Сарыгина. Верно, батюшка, верно, протекала.
Персюков. Конечно, она туда-сюда, в отдел коммунального хозяйства, и прочее; понятно, нигде ничего не добилась и, наконец, кинулась ко мне по соседству, как к ответственному товарищу. Ну, тут все и выяснилось. Верно, бабушка?
Сарыгина. Верно, верно. Владение разрушается. С крыши течет в комнаты, и от постоянного действия дождевой воды окончательно гибнут вещи покойного Ивана Николаевича. Гибнет превосходный турецкий диван, на котором имел обыкновение отдыхать покойник, гибнет библиотека, прохудился забор, и мальчишки лазают в палисадник и беззастенчиво ломают персидскую сирень.

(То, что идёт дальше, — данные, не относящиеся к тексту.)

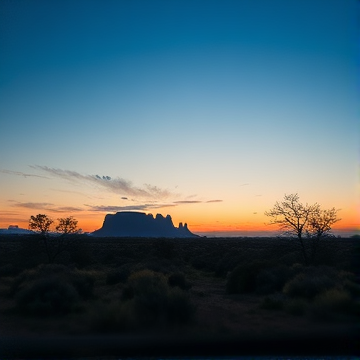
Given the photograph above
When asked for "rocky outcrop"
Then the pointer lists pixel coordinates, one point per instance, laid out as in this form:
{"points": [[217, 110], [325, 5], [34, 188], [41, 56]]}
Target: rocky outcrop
{"points": [[137, 224]]}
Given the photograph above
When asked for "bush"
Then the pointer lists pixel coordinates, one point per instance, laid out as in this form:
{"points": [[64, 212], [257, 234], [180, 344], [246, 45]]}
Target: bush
{"points": [[81, 281], [272, 303], [118, 276], [178, 279], [154, 303], [243, 278], [8, 270], [272, 279], [48, 296], [330, 302], [310, 283], [296, 307]]}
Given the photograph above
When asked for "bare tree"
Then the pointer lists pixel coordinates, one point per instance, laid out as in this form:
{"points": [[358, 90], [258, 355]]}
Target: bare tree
{"points": [[67, 225], [54, 245], [41, 223], [293, 218], [319, 226]]}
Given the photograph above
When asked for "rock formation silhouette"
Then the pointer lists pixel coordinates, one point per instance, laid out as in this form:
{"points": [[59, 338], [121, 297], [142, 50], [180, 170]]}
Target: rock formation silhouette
{"points": [[138, 224]]}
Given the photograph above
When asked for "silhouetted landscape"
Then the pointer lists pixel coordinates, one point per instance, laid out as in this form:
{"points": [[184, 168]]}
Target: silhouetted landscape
{"points": [[186, 292]]}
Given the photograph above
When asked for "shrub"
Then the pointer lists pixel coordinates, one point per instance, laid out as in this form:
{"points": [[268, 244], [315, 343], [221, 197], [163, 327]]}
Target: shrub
{"points": [[178, 279], [154, 303], [80, 254], [119, 275], [272, 303], [48, 296], [296, 307], [330, 302], [180, 309], [8, 270], [81, 281], [272, 279], [243, 278], [308, 285], [114, 317]]}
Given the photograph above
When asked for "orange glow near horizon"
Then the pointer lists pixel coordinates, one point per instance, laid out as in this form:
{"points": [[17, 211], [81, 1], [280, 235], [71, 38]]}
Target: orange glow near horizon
{"points": [[90, 222]]}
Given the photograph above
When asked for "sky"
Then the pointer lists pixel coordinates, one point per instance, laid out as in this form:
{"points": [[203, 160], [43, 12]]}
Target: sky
{"points": [[210, 111]]}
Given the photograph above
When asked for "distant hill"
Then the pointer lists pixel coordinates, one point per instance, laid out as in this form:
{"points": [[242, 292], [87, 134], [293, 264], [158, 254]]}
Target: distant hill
{"points": [[15, 230], [138, 224]]}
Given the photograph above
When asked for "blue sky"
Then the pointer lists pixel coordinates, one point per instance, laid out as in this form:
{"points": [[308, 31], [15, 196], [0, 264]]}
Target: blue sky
{"points": [[196, 98]]}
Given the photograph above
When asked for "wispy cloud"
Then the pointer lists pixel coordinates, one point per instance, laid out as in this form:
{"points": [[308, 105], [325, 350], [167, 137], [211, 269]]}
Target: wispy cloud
{"points": [[20, 173], [140, 207], [187, 202], [116, 185], [196, 201], [46, 206]]}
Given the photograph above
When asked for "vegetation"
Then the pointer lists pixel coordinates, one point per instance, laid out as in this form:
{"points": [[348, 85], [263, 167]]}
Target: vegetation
{"points": [[54, 246], [303, 220], [199, 285]]}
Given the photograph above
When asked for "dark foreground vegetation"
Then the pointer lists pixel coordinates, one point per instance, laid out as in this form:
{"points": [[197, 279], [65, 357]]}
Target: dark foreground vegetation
{"points": [[233, 292]]}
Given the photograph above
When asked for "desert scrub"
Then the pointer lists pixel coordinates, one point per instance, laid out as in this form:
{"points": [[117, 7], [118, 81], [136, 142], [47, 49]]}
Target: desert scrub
{"points": [[119, 275], [327, 305], [81, 281], [47, 296], [273, 302], [311, 282], [154, 303], [297, 307], [272, 279], [178, 279], [243, 278]]}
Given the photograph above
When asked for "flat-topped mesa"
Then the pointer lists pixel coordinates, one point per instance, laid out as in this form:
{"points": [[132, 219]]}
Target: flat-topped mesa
{"points": [[138, 224]]}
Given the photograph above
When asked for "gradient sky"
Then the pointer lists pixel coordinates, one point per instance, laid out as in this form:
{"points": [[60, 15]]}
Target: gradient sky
{"points": [[209, 111]]}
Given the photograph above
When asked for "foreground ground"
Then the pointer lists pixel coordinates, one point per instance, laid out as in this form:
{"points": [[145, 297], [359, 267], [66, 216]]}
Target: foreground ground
{"points": [[214, 288]]}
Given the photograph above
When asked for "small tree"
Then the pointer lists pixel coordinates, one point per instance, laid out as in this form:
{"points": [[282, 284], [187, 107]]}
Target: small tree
{"points": [[302, 220], [53, 245], [67, 225], [320, 224], [41, 223]]}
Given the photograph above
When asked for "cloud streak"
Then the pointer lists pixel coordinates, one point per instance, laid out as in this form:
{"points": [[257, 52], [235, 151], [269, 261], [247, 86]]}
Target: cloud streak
{"points": [[46, 206], [115, 185], [140, 207], [20, 173]]}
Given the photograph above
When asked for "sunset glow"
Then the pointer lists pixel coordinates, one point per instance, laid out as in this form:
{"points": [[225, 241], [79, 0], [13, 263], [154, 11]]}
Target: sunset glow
{"points": [[208, 112]]}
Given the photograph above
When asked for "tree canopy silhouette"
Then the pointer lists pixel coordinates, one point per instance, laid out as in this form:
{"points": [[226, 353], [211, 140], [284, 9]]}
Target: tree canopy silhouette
{"points": [[67, 225], [303, 220], [41, 223]]}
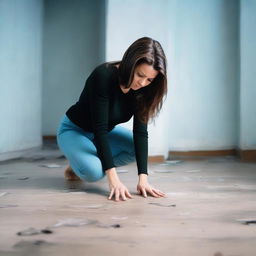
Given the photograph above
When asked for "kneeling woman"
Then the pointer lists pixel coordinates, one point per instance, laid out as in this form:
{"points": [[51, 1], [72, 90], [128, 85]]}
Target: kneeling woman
{"points": [[89, 134]]}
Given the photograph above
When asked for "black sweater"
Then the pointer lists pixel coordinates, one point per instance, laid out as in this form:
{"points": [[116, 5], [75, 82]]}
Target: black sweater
{"points": [[102, 105]]}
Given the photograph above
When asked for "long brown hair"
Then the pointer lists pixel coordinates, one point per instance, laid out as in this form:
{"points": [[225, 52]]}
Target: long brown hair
{"points": [[149, 98]]}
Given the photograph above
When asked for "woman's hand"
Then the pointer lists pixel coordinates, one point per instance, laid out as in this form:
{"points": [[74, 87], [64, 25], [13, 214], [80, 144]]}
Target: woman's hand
{"points": [[117, 188], [143, 187]]}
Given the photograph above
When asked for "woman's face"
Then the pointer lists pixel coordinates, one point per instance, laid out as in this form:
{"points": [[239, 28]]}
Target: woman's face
{"points": [[144, 74]]}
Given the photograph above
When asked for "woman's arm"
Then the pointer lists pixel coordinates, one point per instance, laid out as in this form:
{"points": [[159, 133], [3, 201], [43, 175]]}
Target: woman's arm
{"points": [[116, 186]]}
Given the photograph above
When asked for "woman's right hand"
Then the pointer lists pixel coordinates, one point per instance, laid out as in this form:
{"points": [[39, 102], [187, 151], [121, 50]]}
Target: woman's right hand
{"points": [[117, 188]]}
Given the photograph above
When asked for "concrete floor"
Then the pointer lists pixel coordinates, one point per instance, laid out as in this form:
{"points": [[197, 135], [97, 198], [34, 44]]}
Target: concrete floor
{"points": [[208, 201]]}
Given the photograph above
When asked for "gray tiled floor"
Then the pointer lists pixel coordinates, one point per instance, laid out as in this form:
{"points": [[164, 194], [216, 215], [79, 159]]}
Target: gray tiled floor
{"points": [[212, 197]]}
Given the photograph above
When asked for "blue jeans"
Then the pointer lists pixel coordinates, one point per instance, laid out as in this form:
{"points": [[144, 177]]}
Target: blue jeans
{"points": [[78, 147]]}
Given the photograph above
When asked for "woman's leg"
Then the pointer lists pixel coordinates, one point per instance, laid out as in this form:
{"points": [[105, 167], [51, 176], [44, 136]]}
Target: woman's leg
{"points": [[122, 146], [79, 149]]}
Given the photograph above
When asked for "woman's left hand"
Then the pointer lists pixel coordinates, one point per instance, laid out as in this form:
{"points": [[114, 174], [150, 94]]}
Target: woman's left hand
{"points": [[143, 187]]}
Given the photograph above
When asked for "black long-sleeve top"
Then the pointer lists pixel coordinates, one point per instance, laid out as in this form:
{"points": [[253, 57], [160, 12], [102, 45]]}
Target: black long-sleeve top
{"points": [[102, 105]]}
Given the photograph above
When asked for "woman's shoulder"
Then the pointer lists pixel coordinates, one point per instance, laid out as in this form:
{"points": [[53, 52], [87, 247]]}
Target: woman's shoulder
{"points": [[104, 70]]}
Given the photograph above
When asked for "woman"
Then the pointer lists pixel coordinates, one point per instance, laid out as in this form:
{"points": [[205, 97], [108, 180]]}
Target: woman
{"points": [[89, 134]]}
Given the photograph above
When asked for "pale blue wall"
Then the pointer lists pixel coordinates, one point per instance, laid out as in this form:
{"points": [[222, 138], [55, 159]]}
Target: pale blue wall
{"points": [[248, 75], [20, 76], [205, 75], [201, 41], [74, 43], [128, 20]]}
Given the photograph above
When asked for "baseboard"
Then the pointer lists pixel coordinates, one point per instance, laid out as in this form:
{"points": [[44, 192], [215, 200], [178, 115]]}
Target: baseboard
{"points": [[244, 155], [248, 155]]}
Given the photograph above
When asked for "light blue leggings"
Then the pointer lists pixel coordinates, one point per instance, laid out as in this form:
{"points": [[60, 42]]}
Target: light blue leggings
{"points": [[79, 148]]}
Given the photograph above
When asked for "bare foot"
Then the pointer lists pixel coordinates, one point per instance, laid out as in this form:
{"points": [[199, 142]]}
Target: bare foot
{"points": [[70, 175]]}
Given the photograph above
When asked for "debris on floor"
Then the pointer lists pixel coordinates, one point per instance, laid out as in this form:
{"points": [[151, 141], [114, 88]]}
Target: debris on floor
{"points": [[23, 178], [121, 171], [8, 205], [4, 193], [247, 221], [28, 244], [73, 222], [119, 218], [164, 171], [93, 206], [50, 165], [109, 226], [171, 162], [193, 171], [164, 205], [33, 231]]}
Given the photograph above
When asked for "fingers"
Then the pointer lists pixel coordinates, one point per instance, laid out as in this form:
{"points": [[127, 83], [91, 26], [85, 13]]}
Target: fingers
{"points": [[158, 192], [151, 191], [117, 194], [128, 194]]}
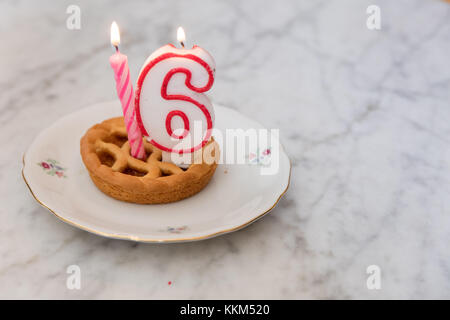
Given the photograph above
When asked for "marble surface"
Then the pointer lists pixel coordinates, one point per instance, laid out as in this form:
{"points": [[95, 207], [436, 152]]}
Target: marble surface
{"points": [[364, 116]]}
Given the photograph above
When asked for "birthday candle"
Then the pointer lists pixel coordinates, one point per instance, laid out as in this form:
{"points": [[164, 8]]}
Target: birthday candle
{"points": [[170, 98], [119, 63]]}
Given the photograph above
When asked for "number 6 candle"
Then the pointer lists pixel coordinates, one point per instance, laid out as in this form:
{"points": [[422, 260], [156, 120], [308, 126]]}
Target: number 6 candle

Есаулова. Какое безобразие!
Персюков. Мало сказать, безобразие. На глазах у городского Совета разваливается дом Лобачевского, и никто палец о палец. Беспримерное головотяпство. Государственное преступление.
Есаулова. Хорошо, что мы вовремя хватились.
Персюков. Вы хватились! Это я хватился. Не я — имели бы все красивый вид.
Есаулова. Спасибо, Персюков. Ты молодец. Однако, товарищи, надо что-то делать. Прежде всего, я думаю, надо поставить в известность область и запросить Москву.
Персюков. Ни в коем случае! Ты с ума сошла! Не дай бог, дойдет до Казани, что их Лобачевский жил у нас в домике, — и кончено. Такой шум поднимут, такую демагогию разведут, что не обрадуешься. Глазом не моргнешь, как они все себе захватят: и домик, и Лобачевского, да еще юбилей сделают. А нам — шиш. Я их хорошо знаю. Их, брат, надо поставить перед совершившимся фактом. А то они все себе отхватят.
Есаулова. Что все?
Персюков. Абсолютно все. Но ты не беспокойся. Я уже кое-что предпринял.
Есаулова (не без тревоги). Что ты уже предпринял?
Персюков. Да так, всякие необходимые мелочи. Между прочим, заказал временную мемориальную доску: «Здесь жил и работал великий русский математик Лобачевский». Правильно поступил?
Есаулова. Правильно. (Мечтательно.) Мемориальная доска на доме великого человека — это просто, но благородно.
Персюков. Пока что гипсовая. Стоит пустяки. Тридцать восемь рублей с копейками. Я их пока провел по смете Парка культуры и отдыха, а когда горсовет утвердит специальную смету по домику Лобачевского, тогда рассчитаемся.
Есаулова (тревожно). Ты думаешь, необходима специальная смета?
Персюков. Обязательно. А как же без сметы? Крышу и забор починить нужно? Нужно. Участок привести в приличный вид нужно? Нужно. Ну и всякие другие мелочи: письменные принадлежности, марки, телеграммы. Может быть, придется установить перед домиком небольшой бюст, это было бы очень хорошо.
Есаулова (мечтательно). Да, бюст.
Персюков. Правда? Я очень рад, что ты меня поддерживаешь в вопросе бюста.
Есаулова. А не будет дорого?
Персюков. Вся смета по домику выйдет не больше, чем рублей в пять-шесть тысяч. Самое большое — семь тысяч, это уже вместе с бюстом. Во всяком случае, не больше восьми.
Есаулова. Восемь тысяч. Однако деньги порядочные. Может быть, обойдется без бюста?
Персюков. Ай-ай-ай! Берешь свои слова обратно? Жалеешь на бюст такого человека! Нехорошо. Не принципиально.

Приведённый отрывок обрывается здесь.